Dessine moi un commun

Expliquer «les communs», ce que c’est et comment ça marche, s’avère aussi compliqué que de se lancer dans une définition de la physique quantique… Les communs restent un concept en construction, c’est sans doute ce qui les rend difficiles à saisir. Nous pouvons, cependant, les approcher à tâtons, observer les communs d’hier et d’aujourd’hui, identifier ce qui les rapproche les uns des autres et projeter ce qu’ils pourraient représenter demain.

Une réponse au besoin de nouveaux modèles de société

L’engouement pour les communs est sorti des cercles d’initiés habituels, parfois dans le sillage de l’économie collaborative, parfois au détour des débats sur la fin du salariat et sur le revenu universel, parfois encore au sein de l’économie sociale et solidaire et des initiatives citoyennes. Le concept de communs a même, pour un temps et via ce que l’un de ses articles appelait «le domaine commun informationnel», été l’une des pièces du projet de loi sur le numérique d’Axelle Lemaire, dont la discussion au Parlement a été annoncée pour le premier trimestre 2016.

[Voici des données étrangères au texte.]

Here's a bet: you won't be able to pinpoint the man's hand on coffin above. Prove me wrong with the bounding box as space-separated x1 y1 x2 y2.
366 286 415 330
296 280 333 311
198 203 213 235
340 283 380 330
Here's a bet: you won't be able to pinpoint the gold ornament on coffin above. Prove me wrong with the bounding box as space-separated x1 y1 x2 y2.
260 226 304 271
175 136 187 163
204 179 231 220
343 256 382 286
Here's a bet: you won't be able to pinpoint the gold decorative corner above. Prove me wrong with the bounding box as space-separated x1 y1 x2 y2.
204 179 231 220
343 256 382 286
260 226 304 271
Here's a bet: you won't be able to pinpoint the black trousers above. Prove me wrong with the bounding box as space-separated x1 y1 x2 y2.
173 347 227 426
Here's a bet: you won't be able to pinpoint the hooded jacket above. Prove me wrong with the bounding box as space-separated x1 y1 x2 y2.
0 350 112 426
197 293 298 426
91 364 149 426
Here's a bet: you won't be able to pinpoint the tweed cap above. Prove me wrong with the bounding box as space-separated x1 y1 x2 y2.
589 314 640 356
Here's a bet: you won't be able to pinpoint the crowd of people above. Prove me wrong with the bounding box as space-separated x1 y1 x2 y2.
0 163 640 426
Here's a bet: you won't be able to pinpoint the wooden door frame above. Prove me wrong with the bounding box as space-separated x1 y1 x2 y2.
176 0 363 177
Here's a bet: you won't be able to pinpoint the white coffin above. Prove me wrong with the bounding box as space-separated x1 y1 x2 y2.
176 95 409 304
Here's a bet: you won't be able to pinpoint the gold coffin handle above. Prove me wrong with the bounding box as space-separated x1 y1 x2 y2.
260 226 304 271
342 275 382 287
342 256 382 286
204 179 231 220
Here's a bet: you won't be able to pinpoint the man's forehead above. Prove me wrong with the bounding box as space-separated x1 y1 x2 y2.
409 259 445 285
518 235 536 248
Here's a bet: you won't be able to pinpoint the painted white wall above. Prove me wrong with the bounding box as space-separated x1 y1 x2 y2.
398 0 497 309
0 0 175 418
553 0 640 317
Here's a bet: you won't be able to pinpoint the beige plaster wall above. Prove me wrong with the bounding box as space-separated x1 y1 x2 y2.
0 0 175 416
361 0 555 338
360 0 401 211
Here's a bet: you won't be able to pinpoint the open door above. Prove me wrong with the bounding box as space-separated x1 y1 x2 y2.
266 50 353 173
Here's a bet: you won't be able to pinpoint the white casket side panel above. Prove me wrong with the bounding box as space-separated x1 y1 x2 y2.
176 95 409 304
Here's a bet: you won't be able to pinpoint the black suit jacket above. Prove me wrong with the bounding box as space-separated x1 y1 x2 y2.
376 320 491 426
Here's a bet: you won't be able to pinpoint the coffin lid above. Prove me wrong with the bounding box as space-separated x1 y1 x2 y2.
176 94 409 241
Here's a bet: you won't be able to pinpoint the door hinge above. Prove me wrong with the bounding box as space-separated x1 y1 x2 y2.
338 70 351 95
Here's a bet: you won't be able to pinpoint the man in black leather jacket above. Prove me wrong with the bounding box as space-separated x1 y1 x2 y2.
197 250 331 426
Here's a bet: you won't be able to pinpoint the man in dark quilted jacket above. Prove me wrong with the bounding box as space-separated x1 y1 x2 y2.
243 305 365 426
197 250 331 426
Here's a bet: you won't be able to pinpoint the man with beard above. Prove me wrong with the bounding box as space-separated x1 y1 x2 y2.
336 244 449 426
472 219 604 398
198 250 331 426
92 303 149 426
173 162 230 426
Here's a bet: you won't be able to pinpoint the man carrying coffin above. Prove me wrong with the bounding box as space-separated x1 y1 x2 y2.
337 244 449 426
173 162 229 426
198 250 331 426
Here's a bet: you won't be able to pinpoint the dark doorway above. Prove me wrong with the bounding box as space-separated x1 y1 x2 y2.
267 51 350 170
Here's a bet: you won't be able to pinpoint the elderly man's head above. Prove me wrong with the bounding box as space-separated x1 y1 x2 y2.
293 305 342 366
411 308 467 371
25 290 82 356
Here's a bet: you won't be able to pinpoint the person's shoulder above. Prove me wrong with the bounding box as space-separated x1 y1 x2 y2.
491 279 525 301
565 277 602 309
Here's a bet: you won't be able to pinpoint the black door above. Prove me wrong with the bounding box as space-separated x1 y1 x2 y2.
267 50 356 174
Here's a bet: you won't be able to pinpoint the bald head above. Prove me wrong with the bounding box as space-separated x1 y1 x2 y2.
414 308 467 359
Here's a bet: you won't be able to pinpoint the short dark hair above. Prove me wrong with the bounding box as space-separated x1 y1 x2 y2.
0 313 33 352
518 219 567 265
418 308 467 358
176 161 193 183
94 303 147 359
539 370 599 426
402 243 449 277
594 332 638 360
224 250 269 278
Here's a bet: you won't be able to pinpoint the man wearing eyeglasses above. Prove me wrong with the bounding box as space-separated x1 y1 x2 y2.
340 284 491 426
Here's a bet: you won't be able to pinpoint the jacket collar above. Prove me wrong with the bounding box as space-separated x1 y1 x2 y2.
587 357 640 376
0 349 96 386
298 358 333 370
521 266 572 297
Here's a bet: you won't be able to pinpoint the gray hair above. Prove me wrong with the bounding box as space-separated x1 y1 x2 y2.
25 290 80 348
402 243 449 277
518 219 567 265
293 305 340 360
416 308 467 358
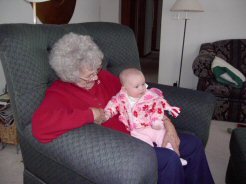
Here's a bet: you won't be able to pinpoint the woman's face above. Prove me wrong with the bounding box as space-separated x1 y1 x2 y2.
77 66 102 89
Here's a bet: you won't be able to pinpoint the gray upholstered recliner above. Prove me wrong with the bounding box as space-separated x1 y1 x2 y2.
0 22 215 184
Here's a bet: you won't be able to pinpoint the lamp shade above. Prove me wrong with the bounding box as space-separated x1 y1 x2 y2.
171 0 204 12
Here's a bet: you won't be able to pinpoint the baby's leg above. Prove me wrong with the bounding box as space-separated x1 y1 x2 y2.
131 128 154 146
166 143 187 166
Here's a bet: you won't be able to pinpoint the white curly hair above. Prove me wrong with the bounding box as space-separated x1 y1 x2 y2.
49 32 104 83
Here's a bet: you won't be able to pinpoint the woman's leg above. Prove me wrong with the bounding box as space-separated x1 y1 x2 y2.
179 134 214 184
154 147 184 184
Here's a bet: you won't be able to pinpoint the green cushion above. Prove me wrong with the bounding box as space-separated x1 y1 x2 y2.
211 56 245 88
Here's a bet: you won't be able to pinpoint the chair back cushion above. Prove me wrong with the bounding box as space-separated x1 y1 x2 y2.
0 22 140 131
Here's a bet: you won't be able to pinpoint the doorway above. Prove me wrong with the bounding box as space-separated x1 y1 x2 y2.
121 0 163 82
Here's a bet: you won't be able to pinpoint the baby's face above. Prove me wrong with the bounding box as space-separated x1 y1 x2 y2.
124 75 146 98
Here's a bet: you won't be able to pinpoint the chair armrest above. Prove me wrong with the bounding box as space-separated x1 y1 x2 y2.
24 124 158 184
149 83 216 146
192 43 216 78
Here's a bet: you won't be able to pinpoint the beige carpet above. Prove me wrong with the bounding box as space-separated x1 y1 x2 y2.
0 121 236 184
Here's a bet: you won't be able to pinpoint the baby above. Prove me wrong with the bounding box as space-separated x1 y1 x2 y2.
104 68 187 165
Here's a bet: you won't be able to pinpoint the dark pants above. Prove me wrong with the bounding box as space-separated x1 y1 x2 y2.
155 134 214 184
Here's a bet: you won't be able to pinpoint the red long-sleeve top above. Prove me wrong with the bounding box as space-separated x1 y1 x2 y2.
32 70 128 143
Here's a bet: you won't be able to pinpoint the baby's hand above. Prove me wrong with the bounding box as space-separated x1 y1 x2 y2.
151 123 164 130
90 107 106 125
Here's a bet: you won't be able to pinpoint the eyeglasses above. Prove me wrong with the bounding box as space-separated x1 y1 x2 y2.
80 65 102 83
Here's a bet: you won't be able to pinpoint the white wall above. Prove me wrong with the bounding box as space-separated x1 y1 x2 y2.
0 0 120 94
159 0 246 89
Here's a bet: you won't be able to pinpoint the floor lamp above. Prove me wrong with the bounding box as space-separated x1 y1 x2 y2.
26 0 49 24
170 0 204 87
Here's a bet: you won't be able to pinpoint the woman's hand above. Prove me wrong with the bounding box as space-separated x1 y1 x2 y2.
90 107 107 125
162 118 180 156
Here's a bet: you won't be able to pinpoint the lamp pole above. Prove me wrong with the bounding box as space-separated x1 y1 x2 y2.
178 17 188 87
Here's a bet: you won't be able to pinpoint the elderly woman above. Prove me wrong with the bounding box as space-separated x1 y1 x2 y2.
32 33 214 184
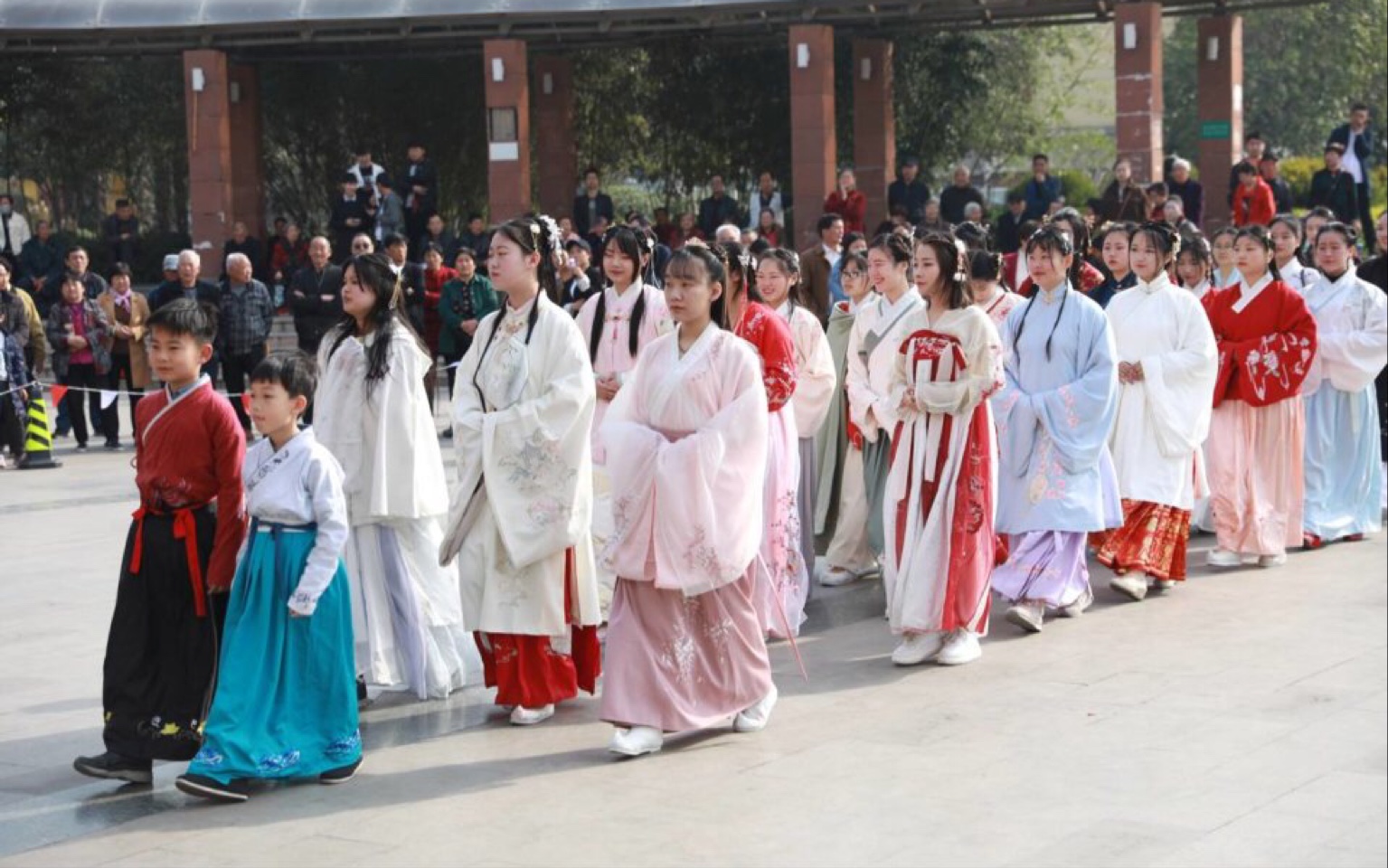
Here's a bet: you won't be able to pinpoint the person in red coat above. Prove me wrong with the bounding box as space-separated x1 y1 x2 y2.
825 169 867 233
1232 163 1277 228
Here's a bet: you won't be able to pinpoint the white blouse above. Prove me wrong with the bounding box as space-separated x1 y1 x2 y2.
241 428 348 615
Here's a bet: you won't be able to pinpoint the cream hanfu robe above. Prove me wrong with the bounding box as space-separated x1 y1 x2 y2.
846 286 924 557
578 283 675 612
883 306 1002 633
1302 271 1388 542
776 301 838 578
601 325 771 731
439 295 602 708
314 326 479 699
1098 272 1219 580
815 295 877 575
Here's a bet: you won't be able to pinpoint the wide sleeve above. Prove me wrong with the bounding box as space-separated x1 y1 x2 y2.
207 389 247 590
288 454 348 617
791 308 838 438
602 338 768 596
1138 290 1219 458
1027 306 1119 474
1316 280 1388 392
366 331 449 523
444 311 597 567
916 311 1002 415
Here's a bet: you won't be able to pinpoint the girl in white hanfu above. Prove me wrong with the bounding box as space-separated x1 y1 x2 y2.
439 217 601 726
1094 223 1217 600
579 226 670 612
1302 223 1388 549
883 233 1002 666
848 233 924 557
757 247 838 586
601 246 776 757
314 254 475 699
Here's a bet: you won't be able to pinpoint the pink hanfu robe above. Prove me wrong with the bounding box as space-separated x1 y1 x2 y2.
1204 277 1316 557
601 325 771 731
883 307 1002 633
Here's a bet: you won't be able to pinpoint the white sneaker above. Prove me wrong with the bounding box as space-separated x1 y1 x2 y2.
936 629 983 666
819 567 861 588
608 726 665 757
1109 572 1147 603
1204 547 1243 567
891 633 945 666
1005 600 1045 633
1059 585 1094 618
511 703 553 726
732 684 780 731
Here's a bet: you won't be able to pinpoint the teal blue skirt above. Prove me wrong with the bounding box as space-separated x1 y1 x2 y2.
187 523 361 783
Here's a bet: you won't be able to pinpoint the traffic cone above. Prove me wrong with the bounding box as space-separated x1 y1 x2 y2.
19 384 62 471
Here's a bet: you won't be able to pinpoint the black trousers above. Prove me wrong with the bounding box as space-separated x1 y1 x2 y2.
101 353 145 443
0 379 25 458
101 507 226 761
222 347 265 430
62 363 106 446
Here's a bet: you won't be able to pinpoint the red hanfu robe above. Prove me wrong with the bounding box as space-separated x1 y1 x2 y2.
101 378 246 760
1204 277 1316 557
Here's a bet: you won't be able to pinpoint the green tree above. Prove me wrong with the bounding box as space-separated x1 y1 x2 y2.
1163 0 1388 163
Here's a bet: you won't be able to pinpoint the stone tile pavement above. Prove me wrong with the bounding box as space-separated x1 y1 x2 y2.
0 419 1388 866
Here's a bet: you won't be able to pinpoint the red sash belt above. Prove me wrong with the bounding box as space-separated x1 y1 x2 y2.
130 505 207 618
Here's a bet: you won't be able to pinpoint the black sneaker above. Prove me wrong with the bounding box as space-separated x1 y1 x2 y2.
318 757 363 785
72 750 154 783
174 775 250 801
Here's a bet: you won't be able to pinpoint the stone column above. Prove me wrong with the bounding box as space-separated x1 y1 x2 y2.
534 54 579 220
1113 3 1162 184
789 24 838 249
1196 15 1243 232
854 39 897 232
184 50 234 277
482 39 532 223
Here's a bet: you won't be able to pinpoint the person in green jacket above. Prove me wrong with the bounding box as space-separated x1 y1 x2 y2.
439 247 501 394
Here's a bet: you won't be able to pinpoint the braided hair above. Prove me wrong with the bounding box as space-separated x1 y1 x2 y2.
1012 225 1080 367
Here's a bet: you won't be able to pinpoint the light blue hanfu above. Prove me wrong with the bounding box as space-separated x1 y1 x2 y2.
991 283 1123 607
1302 271 1388 542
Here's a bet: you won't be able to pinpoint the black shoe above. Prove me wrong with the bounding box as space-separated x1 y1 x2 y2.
174 775 250 801
72 750 154 785
318 757 363 785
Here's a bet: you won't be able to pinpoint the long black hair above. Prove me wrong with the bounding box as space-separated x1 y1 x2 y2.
915 232 973 310
1234 223 1282 280
1012 223 1080 365
589 226 656 363
665 244 732 331
327 253 433 393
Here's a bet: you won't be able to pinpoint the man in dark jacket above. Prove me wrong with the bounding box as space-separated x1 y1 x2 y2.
101 199 140 265
698 175 739 239
1330 103 1385 251
1310 142 1359 225
573 165 617 235
888 157 930 225
288 235 343 355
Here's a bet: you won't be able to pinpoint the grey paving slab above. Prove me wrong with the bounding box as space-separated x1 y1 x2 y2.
0 428 1388 866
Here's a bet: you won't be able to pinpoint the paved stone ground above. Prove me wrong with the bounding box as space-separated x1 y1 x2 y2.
0 402 1388 866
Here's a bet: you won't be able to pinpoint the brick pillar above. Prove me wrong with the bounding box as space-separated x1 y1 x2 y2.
789 24 838 249
1196 15 1243 232
482 39 532 223
530 55 579 220
1113 3 1166 184
228 64 265 238
854 39 897 232
184 50 233 277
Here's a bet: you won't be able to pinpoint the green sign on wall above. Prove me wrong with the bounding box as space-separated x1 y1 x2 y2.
1201 121 1232 139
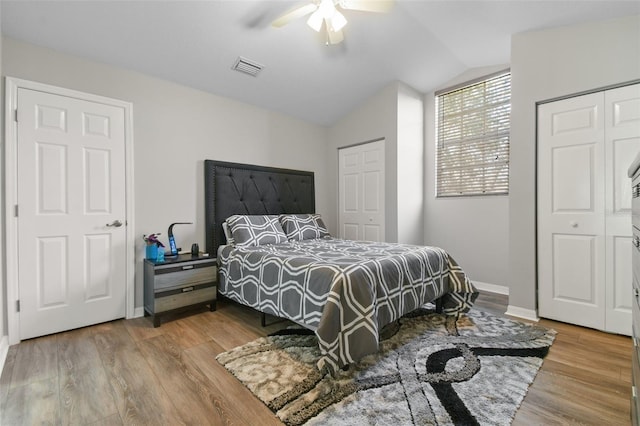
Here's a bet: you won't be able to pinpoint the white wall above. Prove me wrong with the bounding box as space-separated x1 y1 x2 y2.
327 82 424 244
424 64 509 287
2 38 335 310
509 16 640 312
397 84 424 245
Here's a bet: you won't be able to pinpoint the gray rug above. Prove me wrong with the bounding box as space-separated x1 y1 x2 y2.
217 309 555 426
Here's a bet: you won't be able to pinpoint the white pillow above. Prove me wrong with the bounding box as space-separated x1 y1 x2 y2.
227 215 287 246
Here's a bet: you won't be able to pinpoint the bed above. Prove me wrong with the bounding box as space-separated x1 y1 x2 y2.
205 160 478 371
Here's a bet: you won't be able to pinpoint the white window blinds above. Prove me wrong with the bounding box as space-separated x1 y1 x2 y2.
436 73 511 197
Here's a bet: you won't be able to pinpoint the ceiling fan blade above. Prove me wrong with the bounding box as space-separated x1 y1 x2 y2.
271 3 318 28
338 0 395 13
327 28 344 44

Trois préoccupations peuvent expliquer ce coup de projecteur, analyse Jean-Benoît Zimmermann, chercheur au CNRS, toutes liées aux multiples dimensions de la crise que nous vivons en France, et plus largement en Occident.

La première de ces préoccupations tient selon lui au sentiment persistant d’un capitalisme incapable de se réformer par lui-même :

« La crise économique et ses répercussions, dont le creusement des inégalités et la prise de conscience de l’incapacité structurelle, voire culturelle, du capitalisme à fonctionner autrement que dans la spéculation et le pari sur une croissance future et infinie ont fini par nous convaincre qu’il fallait changer d’idéologie économique ».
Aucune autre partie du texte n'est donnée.